Wildan berbicara pada Aat Prawijaya, sekaligus bercerita bagaimana Gadis dan dirinya bisa bertemu, juga memuji kecantikan Gadis di depan Aat.

Kau suka dengan Gadis, Wildan?

Tangan Aat lancar menulis. Wildan mengangguk dan tersenyum. “Kalau putri Om saya lamar, boleh ya?” tanya Wildan terus terang.

Saya percaya sama kamu.

Aat mengangguk, Wildan mencondongkan tubuhnya membaca tulisan di kertas lantas tersenyum. Gadis kembali sambil membawa air minum di gelas. Ia juga mengambil sedotan untuk memudahkan sang Ayah. Gadis melirik kertas di sisi Wildan, ia membacanya sekilas dan tertegun saat sang Ayah menanyakan suatu hal yang tidak pernah terpikirkan di benak Gadis. Wildan terlihat memijat kaki Aat Prawijaya.

Mobil memasuki kawasan Asrama Brigif linud 18, Gadis bingung saat mobil melenggang jauh ke dalam asrama. “Mas, kenapa kita ke sini? Kamu nggak antar aku pulang ke kos?” Gadis menoleh ke kanan dan kiri.

“Tadi aku sempat menanyakan kartu asabri[1] pada om Aat, ternyata kartu itu sudah dibakar oleh Istri keduanya, Bu Vita. Sebenarnya kalau Asabri itu bisa diuangkan, nanti bisa digunakan untuk pengobatan Ayahmu, Dis,” terang Wildan menatap lurus ke depan.

“Aku mencoba mengusahakan kartu itu ke Papa. Apa kamu masih ingat wajah Papaku, Dis?” tanya Wildan.
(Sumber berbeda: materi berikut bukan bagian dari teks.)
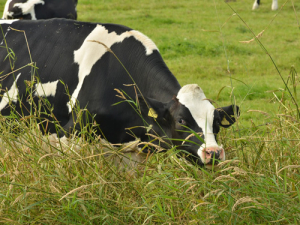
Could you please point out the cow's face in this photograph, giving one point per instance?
(191, 122)
(209, 119)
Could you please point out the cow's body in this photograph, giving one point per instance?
(77, 54)
(40, 9)
(257, 3)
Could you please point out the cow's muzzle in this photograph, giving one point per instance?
(212, 155)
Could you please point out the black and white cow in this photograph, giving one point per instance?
(75, 58)
(40, 9)
(257, 3)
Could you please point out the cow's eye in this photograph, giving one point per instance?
(181, 121)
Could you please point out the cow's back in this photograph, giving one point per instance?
(74, 69)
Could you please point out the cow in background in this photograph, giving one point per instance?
(40, 9)
(257, 3)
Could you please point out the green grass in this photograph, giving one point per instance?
(43, 181)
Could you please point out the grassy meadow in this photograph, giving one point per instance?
(44, 180)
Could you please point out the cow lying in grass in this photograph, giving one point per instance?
(257, 3)
(117, 77)
(40, 9)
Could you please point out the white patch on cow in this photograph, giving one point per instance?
(8, 29)
(28, 7)
(90, 52)
(5, 12)
(46, 89)
(10, 95)
(7, 21)
(255, 5)
(193, 97)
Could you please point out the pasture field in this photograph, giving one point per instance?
(43, 181)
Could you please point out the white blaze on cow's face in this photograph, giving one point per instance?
(90, 52)
(46, 89)
(28, 7)
(193, 97)
(11, 94)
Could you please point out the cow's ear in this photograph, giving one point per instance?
(228, 115)
(152, 108)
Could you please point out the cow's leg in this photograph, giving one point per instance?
(274, 5)
(255, 4)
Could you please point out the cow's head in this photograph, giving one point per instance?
(190, 110)
(172, 122)
(209, 119)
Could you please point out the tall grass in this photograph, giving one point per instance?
(85, 180)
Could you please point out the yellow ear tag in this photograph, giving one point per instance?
(225, 122)
(152, 113)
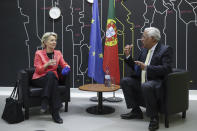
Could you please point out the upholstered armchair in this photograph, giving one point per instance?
(30, 95)
(176, 98)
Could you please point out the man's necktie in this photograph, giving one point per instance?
(143, 74)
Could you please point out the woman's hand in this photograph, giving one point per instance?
(50, 63)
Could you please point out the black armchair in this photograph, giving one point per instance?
(30, 96)
(176, 97)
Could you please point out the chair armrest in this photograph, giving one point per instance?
(66, 79)
(23, 85)
(177, 90)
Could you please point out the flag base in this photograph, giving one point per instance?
(113, 99)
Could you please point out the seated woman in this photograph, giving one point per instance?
(45, 76)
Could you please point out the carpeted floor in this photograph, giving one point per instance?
(77, 119)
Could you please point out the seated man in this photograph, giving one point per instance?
(144, 88)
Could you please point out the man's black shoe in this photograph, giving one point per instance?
(134, 114)
(44, 105)
(154, 124)
(56, 117)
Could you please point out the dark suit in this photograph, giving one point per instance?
(149, 93)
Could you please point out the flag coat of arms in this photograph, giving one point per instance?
(95, 61)
(111, 59)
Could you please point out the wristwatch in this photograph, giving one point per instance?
(55, 12)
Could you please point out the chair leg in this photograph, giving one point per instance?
(166, 121)
(184, 114)
(26, 113)
(66, 106)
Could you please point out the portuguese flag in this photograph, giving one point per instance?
(110, 59)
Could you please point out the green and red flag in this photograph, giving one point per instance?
(111, 59)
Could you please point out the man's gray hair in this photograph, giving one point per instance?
(153, 32)
(46, 36)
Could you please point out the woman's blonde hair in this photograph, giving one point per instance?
(46, 36)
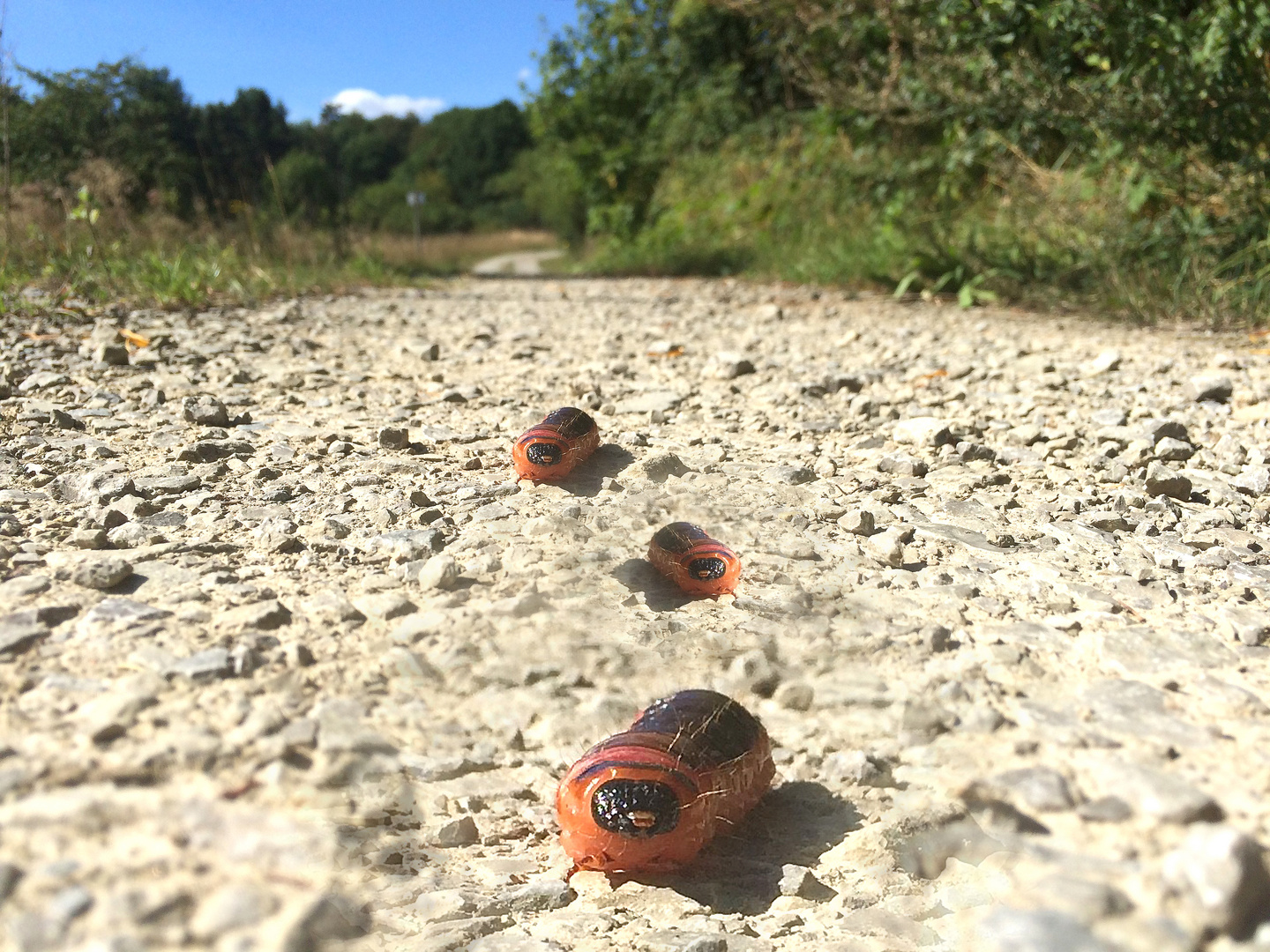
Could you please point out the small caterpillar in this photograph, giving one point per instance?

“Wajah Mas Wildan aja aku lupa, gimana sama wajah Papamu?” tanya Gadis polos membuat Wildan tertawa.

Mobil menyusuri tiap jalan yang Gadis ingat kala itu, semua titik di kawasan asrama mengingatkan Gadis saat kecil. Gadis terdiam saat mobil melewati Sekolah Dasar Kemantren, tempat belajarnya dulu selama dua tahun, lantas melewati sel tahanan prajurit tentara yang tergabung dengan koperasi. Gadis menunduk mengingat sekelebat bayangan saat ia mengantarkan makanan ke Ayahnya lima belas tahun lalu.

Gadis membuka jendela dan merasakan udara masuk ke dalam mobil, rambutnya beterbangan menyibak ke belakang, Gadis tersenyum. Wildan menepikan mobil tepat di depan rumah dinas.

“Assalamualaikum, Pa.” Wildan masuk rumah sambil terkekeh. Hari ini ia mengambil cuti sehari tanpa pemberitahuan Gunawan. Ia hanya takut diinterogasi lebih dalam.

“Waalaikumsalam, ya allah kau ini ke mana saja. Jam segini baru pulang, mobil dari pagi di cari sudah nggak ada. HP di telepon nggak di angkat. Ke mana saja kau ini!” Gunawan sudah bersiap memukul Wildan dengan bantal sofa, namun mengurungkan niat saat melihat perempuan muncul dari balik punggung Wildan.

“Siapa dia, Nak? Kau apakan dia? Jangan-jangan kau mau minta pertanggungjawaban sama anak saya?” tuduhnya kepada Gadis.

“Apa sih, Pa. Ini Gadis, putrinya Om Aat Prawijaya. Papa masih ingat nggak?” Gunawan memandang Gadis lekat-lekat, Novi yang mendengarkan putranya berbicara dari kamar sontak keluar menatap perempuan di samping Wildan.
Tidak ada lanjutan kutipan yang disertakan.